[mvapich-discuss] Problem with more MPI jobs on the same node
Krishna Chaitanya Kandalla
kandalla at cse.ohio-state.edu
Sat Aug 29 17:16:04 EDT 2009
Emir,
> mpirun_rsh -ssh -np 8 -hostfile ./machines
VIADEV_CPU_MAPPING=0,1,2,3,4,5,6,7 VIADEV_USE_AFFINITY=1 ./lu.C.8.mvapich
> mpirun_rsh -ssh -np 8 -hostfile ./machines
VIADEV_CPU_MAPPING=8,9,10,11,12,13,14,15 VIADEV_USE_AFFINITY=1
./lu.C.8.mvapich
This should ensure that the processes get mapped to the
core-id's that you have specified. It is a little strange that it is not
happening on your systems. You can tweak the "top" output to also show
the "last used cpu" information for each process running within a node.

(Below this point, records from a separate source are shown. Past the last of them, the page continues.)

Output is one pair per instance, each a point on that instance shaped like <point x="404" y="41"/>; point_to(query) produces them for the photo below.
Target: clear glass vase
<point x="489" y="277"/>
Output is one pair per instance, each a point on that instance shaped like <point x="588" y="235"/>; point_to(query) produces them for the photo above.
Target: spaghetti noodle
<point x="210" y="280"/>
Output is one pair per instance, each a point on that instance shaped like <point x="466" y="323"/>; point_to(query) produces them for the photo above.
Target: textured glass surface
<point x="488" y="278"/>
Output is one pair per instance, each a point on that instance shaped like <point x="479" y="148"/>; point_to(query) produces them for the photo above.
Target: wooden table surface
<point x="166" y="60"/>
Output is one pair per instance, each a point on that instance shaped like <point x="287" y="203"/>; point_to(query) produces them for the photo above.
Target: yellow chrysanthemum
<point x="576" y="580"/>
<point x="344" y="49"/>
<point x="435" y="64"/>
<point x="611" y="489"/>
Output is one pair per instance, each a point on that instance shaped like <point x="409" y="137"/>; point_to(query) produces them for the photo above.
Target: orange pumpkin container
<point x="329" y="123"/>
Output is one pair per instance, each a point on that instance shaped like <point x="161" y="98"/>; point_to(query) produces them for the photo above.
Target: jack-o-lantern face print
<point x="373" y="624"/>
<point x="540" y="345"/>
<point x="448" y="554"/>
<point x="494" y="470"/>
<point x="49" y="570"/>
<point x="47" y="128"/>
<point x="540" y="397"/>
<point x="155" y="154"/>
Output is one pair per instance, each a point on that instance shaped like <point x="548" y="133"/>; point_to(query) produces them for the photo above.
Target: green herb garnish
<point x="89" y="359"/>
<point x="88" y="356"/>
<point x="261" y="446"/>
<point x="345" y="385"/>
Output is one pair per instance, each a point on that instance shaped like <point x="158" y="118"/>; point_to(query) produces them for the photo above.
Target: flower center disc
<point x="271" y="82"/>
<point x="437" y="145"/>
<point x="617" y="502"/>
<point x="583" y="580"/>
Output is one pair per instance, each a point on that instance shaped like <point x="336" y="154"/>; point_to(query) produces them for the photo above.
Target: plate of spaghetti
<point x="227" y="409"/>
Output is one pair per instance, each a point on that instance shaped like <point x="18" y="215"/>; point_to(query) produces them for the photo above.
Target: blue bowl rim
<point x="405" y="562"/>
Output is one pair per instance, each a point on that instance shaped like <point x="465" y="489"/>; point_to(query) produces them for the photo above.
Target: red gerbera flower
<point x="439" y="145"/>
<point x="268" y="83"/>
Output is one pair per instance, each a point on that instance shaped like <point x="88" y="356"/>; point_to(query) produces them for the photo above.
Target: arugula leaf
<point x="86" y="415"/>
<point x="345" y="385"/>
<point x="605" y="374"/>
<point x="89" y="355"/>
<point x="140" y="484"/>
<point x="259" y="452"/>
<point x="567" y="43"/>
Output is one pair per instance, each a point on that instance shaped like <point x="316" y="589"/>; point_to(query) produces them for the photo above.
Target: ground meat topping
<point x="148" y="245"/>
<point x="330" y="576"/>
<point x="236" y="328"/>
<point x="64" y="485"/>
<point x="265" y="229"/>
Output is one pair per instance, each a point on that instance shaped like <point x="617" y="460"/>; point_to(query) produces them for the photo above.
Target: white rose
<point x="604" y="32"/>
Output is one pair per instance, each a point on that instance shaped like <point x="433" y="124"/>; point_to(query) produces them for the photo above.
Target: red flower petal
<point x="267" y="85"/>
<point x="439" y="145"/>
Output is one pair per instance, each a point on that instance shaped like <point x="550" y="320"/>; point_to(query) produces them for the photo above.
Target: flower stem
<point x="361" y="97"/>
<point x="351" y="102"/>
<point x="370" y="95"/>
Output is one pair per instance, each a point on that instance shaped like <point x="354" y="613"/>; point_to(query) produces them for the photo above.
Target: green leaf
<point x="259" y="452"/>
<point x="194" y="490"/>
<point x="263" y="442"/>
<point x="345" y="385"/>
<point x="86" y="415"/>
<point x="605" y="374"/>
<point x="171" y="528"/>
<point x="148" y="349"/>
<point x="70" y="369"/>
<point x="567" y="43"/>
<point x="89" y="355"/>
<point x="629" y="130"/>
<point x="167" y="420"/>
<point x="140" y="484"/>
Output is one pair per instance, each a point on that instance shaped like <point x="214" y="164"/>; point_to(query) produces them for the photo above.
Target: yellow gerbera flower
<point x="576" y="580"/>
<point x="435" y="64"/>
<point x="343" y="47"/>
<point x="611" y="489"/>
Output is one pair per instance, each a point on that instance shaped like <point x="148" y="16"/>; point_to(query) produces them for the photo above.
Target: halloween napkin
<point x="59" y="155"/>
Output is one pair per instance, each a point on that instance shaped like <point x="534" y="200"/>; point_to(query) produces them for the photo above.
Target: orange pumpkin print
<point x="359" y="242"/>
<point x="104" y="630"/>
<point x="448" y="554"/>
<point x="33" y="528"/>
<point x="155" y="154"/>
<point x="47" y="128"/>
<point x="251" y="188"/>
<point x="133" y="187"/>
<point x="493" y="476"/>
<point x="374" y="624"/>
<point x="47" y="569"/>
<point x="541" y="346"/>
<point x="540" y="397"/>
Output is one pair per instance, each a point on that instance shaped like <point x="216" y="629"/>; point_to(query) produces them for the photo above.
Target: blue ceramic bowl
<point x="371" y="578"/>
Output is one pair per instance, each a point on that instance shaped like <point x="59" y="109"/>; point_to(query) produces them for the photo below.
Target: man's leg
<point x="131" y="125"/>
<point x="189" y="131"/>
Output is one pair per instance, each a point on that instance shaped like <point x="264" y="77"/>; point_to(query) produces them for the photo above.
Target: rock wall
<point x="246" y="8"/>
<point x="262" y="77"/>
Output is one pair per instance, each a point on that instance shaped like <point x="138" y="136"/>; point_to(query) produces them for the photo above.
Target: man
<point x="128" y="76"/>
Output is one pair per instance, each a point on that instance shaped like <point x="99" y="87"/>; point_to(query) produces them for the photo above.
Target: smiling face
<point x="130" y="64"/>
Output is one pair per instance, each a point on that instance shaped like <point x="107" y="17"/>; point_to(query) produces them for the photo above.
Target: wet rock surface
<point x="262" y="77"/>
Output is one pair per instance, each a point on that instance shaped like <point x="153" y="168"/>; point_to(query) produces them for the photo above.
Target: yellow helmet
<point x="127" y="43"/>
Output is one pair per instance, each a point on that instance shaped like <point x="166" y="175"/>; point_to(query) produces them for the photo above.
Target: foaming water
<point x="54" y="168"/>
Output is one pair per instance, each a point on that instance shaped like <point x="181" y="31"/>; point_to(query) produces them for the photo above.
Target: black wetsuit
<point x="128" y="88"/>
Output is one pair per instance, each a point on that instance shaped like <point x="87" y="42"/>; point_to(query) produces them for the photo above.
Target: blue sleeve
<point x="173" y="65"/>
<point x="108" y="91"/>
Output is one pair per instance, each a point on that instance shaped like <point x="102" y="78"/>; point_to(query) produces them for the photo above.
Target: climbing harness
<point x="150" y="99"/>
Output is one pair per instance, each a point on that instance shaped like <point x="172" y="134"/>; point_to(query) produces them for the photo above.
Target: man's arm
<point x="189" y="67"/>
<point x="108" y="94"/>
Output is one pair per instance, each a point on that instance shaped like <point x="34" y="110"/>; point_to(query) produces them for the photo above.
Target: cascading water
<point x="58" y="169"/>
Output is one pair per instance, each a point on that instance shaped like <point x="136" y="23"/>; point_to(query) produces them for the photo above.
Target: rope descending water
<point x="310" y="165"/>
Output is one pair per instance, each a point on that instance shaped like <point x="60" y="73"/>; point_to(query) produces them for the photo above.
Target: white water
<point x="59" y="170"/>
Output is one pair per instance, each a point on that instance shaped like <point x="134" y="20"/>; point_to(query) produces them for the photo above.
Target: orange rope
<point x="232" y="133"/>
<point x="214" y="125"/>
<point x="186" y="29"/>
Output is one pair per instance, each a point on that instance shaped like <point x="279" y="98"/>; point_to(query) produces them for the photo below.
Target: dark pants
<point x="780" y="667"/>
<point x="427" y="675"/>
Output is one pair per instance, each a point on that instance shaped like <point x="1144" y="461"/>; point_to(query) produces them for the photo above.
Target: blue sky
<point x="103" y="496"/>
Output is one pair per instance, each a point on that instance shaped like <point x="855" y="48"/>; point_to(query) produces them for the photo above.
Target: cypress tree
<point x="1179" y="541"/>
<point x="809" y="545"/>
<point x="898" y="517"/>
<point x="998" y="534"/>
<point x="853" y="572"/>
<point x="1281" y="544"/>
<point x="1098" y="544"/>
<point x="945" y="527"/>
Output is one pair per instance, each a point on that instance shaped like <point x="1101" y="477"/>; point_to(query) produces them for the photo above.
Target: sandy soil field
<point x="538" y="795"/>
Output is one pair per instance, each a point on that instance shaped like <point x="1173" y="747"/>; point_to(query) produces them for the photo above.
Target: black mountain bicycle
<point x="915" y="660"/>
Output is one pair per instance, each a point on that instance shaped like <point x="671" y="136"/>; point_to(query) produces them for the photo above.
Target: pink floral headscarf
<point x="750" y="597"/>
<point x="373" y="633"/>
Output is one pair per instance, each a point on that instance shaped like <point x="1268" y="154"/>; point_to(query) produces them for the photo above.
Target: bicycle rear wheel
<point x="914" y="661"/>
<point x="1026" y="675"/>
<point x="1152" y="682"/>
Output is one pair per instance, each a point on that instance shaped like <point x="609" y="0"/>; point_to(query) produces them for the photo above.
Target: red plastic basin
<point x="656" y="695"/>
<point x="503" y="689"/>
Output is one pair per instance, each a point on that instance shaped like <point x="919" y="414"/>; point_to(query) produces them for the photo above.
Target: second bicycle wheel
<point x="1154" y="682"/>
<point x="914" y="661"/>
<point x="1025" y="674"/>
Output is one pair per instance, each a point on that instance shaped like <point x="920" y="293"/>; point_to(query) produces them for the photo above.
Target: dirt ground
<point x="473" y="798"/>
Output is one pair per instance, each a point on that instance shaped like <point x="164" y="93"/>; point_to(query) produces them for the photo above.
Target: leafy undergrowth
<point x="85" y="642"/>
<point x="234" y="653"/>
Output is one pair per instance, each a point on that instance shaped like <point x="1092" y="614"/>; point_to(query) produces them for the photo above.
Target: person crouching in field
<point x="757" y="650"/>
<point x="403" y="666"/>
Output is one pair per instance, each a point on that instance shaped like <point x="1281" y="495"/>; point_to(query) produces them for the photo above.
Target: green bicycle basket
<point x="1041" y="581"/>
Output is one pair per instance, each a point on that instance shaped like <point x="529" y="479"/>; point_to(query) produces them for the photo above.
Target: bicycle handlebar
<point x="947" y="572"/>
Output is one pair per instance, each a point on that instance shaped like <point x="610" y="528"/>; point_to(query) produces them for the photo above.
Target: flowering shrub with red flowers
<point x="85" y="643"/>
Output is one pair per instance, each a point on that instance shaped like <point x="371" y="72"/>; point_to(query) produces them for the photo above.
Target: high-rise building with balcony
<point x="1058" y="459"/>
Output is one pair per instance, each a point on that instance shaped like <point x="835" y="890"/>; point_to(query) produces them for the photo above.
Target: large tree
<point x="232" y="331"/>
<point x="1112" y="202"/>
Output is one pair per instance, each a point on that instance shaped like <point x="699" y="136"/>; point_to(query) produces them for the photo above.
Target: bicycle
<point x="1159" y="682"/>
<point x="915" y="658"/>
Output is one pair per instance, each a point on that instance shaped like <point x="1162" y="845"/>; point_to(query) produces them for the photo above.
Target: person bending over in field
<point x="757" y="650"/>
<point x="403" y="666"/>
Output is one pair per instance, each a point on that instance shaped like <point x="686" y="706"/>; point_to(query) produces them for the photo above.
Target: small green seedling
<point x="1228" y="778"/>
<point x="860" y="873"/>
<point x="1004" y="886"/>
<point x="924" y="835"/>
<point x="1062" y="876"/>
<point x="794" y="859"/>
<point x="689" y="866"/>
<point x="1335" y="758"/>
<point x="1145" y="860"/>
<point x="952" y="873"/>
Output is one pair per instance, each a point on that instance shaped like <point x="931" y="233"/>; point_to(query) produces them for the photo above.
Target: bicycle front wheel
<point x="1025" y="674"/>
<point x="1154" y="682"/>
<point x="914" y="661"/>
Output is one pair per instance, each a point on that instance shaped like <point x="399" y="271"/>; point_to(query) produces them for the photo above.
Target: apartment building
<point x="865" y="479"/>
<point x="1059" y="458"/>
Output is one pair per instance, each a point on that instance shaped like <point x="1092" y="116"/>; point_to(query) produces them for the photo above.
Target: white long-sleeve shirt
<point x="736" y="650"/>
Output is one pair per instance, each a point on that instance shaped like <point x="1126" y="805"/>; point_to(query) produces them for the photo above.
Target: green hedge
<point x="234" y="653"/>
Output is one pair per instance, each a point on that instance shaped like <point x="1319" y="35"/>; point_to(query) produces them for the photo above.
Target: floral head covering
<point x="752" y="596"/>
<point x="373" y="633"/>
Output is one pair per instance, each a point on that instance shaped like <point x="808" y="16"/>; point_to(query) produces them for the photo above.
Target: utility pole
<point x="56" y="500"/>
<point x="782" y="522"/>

This information will help us ascertain that the 16 processes are indeed
getting mapped onto the first 8 cores and nothing else is going on.
To do this, you need to :
1. Open the top interface, hit the "f" button, hit the "j" key and return.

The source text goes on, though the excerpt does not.